Rep. Gary Palmer (R-Alabama) said, “Nobody in their right mind believes Elise Stefanik is a racist. That’s insulting to everybody’s intelligence,” ignoring the Alabama standard of racism and electing football coach Tommy Tuberville to the U.S. Senate.
“Elise has an extensive record,” said Rep. Mario Diaz-Balart (R-Florida). “When things like that are said about Elise, it just falls flat on its face. It really does.” Except it really doesn’t, since having her extensive record is the problem – something one would hope even a Republican official from Florida would be able to grasp.
And there were more Republicans standing up for one of their party leaders.
But then, given that this “defense” came officials of a party that has been actively trying to keep black people from voting and has been silent when “replacement theory” has been pushed by Republicans and that Stefanik’s own statements have enabled this and that their own party’s leader said there were “many fine people” among neo-Nazis in Charlottesville where white supremacists were marching that “Jews will not replace us” and that Stefanik is the Republican Party’s third top leader in the House – I would suggest that this “defense” by elected Republican officials against criticisms of racism against Stefanik (or pretty much anyone) are as empty as a vacuum and as weak as offering someone a glass of water and calling it beer.

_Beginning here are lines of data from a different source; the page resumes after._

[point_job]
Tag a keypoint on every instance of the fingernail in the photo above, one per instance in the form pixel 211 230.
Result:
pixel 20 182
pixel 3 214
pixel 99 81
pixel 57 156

In fact, I was planning to write a piece about how the only thing wrong about charges of Elise Stefanik being racist in her promoting “replacement theory” is that it limits the focus far too much. At issue isn’t whether Elise Stefanik is racist (or emboldening racists) by her pushing “replacement theory” which has caused mass deaths, but that today’s Republican Party has become racist at its foundation. But even further, I’m at the point of suggesting that more than merely racist – and merely fascist, by every book definition – today’s Republican Party is near becoming a terrorist organization.
To be clear, I don’t think the GOP is there yet, but the party is getting close enough that you don’t need a telescope to see it moving closer.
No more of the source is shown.